Innovating Australia's Education System

ICT Teaching Strategies

How Strengthening Teachers in Training can Help.

By Michael Hilkemeijer

Recently, Innovation and Science Australia (ISA) released a report highlighting the imperatives for innovations to occur in Australia by 2030. According to Australia 2030: Prospective through Innovation, a 116 page report, it discusses how technology will continue to transform our world as "digital technologies will combine with asset-intensive domains like healthcare and agriculture to create more value for consumers, and new methods for competing. A suite of new digital technologies, such as machine learning, optimisation, artificial intelligence, sensing, robotics, visualisation and distributed ledgers, are opening new opportunities for innovation." It stated that the key for Australia is to "combine our core strengths on asset-intensive physical domains with emerging digital technologies and economic structures."

What does this mean for our Education System?

The report by ISA emphasised that the number one imperative was Education and ensuring that we as educators are equipping students with skills relevant to 2030. ISA believes that "providing a world-class education is fundamental to Australia being an innovative and fair country." Today, more and more businesses, organisations and industries are calling on ICT capable students and education shapes Australian's life opportunities.

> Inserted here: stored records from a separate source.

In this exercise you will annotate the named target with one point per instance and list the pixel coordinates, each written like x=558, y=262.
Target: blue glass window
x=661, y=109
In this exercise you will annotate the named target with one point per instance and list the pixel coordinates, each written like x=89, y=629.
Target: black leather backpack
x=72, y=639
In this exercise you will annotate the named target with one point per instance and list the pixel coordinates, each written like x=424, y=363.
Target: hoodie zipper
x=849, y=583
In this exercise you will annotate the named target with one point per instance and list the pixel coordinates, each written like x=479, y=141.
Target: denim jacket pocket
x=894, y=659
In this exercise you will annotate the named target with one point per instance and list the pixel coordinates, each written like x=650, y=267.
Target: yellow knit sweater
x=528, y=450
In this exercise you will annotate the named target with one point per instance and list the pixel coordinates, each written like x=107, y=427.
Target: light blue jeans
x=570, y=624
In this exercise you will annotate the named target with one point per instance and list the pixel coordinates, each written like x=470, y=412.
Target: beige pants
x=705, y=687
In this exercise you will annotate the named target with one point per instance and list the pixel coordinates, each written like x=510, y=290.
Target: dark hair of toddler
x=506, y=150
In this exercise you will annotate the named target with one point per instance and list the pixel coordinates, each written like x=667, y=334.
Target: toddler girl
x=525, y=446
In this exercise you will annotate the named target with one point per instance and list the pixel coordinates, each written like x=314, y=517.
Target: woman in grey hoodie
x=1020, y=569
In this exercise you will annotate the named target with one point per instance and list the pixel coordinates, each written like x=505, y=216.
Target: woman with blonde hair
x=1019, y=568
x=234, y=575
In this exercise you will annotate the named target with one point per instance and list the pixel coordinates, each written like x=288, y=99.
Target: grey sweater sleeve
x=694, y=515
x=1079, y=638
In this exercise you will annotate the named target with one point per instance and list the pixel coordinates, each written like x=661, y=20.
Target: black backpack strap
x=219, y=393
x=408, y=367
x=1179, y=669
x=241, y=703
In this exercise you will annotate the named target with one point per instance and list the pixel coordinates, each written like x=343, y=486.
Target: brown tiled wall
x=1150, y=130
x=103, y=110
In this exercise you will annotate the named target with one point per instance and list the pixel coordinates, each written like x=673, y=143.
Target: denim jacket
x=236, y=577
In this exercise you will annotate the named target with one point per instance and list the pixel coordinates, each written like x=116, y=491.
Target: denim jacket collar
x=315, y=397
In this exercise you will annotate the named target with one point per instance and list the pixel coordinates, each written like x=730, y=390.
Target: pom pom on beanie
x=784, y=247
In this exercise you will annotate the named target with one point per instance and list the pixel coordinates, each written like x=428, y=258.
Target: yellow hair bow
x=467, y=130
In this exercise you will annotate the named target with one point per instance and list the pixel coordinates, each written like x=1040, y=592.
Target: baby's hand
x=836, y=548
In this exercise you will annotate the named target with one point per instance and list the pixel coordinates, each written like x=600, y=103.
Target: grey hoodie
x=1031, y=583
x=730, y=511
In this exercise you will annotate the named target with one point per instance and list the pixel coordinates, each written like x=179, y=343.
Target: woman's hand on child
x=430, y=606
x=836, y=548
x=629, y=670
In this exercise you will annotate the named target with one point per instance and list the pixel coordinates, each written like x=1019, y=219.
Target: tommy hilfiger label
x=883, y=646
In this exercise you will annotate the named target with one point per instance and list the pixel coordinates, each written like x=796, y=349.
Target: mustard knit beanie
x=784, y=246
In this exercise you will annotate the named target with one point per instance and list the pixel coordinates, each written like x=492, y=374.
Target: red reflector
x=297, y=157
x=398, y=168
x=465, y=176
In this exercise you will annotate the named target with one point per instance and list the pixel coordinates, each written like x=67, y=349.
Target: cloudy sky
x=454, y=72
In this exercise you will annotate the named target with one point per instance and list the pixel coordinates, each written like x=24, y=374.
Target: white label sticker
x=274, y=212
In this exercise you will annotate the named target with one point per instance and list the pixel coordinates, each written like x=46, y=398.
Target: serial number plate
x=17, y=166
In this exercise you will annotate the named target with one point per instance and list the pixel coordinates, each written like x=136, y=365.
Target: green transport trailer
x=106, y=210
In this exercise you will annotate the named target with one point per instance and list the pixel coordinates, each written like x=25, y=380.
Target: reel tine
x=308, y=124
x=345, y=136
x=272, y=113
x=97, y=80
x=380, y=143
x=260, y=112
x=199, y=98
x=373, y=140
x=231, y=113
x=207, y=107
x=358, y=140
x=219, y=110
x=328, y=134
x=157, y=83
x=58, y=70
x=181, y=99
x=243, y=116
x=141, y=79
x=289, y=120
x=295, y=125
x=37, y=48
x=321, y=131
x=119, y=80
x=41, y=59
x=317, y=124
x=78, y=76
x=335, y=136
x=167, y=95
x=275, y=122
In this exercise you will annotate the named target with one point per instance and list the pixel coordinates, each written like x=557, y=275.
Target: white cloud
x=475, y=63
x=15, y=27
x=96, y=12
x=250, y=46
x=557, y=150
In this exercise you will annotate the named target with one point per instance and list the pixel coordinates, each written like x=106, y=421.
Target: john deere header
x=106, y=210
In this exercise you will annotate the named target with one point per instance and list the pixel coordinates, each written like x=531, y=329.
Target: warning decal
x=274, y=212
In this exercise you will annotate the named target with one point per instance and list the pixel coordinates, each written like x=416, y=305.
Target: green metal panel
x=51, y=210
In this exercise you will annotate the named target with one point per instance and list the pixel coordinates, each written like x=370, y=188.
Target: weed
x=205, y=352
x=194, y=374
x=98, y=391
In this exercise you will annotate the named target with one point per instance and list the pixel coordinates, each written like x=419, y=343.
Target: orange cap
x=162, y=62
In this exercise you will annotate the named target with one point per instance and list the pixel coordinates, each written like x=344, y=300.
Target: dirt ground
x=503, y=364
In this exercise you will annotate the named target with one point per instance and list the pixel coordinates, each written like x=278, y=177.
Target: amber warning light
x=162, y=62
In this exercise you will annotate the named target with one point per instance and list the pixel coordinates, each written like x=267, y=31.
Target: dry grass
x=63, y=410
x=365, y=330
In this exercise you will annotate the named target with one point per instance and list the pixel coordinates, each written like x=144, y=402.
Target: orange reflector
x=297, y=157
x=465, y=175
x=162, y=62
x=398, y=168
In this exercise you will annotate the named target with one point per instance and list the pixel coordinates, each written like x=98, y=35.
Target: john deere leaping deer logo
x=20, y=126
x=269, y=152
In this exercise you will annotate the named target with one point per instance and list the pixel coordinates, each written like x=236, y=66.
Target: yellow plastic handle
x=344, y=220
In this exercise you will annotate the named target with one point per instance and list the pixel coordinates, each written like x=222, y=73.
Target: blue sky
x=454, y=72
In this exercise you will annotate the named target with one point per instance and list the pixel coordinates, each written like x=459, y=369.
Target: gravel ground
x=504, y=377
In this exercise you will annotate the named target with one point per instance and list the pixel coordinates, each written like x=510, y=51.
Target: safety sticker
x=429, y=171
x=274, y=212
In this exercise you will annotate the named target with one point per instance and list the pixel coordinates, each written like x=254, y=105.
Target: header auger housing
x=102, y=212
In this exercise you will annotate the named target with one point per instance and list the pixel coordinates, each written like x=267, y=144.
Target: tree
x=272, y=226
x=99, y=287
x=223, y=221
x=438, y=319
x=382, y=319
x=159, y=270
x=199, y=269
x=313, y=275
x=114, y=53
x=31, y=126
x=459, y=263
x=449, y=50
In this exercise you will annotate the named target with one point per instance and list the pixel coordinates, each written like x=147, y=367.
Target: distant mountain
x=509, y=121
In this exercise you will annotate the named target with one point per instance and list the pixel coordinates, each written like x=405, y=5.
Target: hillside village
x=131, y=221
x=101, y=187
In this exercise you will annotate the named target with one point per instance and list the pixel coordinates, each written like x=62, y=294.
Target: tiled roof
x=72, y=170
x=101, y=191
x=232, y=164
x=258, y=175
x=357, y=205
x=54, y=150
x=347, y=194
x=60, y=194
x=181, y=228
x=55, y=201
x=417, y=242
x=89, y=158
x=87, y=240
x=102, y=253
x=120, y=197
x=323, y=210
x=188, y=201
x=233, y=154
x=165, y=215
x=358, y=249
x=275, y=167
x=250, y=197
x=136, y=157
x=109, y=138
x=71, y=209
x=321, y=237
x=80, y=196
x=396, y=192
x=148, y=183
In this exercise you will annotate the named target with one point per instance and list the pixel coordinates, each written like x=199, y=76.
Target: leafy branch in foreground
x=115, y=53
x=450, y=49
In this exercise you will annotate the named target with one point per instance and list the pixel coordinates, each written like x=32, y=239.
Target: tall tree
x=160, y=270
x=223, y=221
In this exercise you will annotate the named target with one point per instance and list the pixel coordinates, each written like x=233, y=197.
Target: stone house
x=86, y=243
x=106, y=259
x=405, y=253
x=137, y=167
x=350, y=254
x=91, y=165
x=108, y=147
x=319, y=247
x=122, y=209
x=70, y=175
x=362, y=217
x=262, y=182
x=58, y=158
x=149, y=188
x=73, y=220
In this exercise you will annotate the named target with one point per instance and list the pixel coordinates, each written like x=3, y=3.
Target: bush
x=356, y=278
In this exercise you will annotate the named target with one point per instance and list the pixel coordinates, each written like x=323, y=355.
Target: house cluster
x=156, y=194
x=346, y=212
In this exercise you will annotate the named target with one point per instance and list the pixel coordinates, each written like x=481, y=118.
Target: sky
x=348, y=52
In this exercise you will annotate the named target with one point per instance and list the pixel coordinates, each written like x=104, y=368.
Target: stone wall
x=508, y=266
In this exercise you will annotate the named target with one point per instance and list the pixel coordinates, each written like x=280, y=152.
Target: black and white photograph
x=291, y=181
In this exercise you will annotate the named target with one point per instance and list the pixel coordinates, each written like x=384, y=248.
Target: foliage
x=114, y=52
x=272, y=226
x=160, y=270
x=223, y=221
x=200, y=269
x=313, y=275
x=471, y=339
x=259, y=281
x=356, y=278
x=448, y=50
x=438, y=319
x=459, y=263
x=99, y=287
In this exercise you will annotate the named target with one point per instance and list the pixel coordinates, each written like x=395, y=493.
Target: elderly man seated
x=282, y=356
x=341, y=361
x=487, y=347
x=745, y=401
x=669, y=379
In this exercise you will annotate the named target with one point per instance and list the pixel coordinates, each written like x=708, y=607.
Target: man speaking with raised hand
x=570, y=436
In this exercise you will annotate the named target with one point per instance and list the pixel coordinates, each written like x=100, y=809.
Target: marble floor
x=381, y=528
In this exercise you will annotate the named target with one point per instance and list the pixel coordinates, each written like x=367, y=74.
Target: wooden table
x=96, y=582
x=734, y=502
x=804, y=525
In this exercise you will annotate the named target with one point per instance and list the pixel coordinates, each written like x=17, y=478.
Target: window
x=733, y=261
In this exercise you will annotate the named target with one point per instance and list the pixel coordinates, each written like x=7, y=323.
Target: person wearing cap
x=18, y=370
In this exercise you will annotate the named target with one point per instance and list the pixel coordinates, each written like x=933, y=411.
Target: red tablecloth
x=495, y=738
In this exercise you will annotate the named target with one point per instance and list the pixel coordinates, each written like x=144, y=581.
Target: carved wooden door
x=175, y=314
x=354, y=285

Despite this, the Australian school system performance has declined in the last decade and this was seen as a major challenge. This decline is also reflected in core STEM subjects like science and mathematics.

  1. Strengthen training for in-service and pre-service teachers;
  2. Better prepare students for post-school science, technology, engineering and mathematics (STEM) occupations;
  3. Raise student ambition and achievement in literacy and numeracy;
  4. Review the Vocational Education and Training system and;
  5. Continue and strengthen reforms to the Vocational Education and Training system

As it can be seen in the recommendations, the "Teaching of science, technology, engineering and mathematics and 21st-century skills can be improved through development for teachers and school leaders." 

It is hoped that "the interaction of industry with schools through the work of the STEM Partnership Forum will be a key element of helping students become job ready."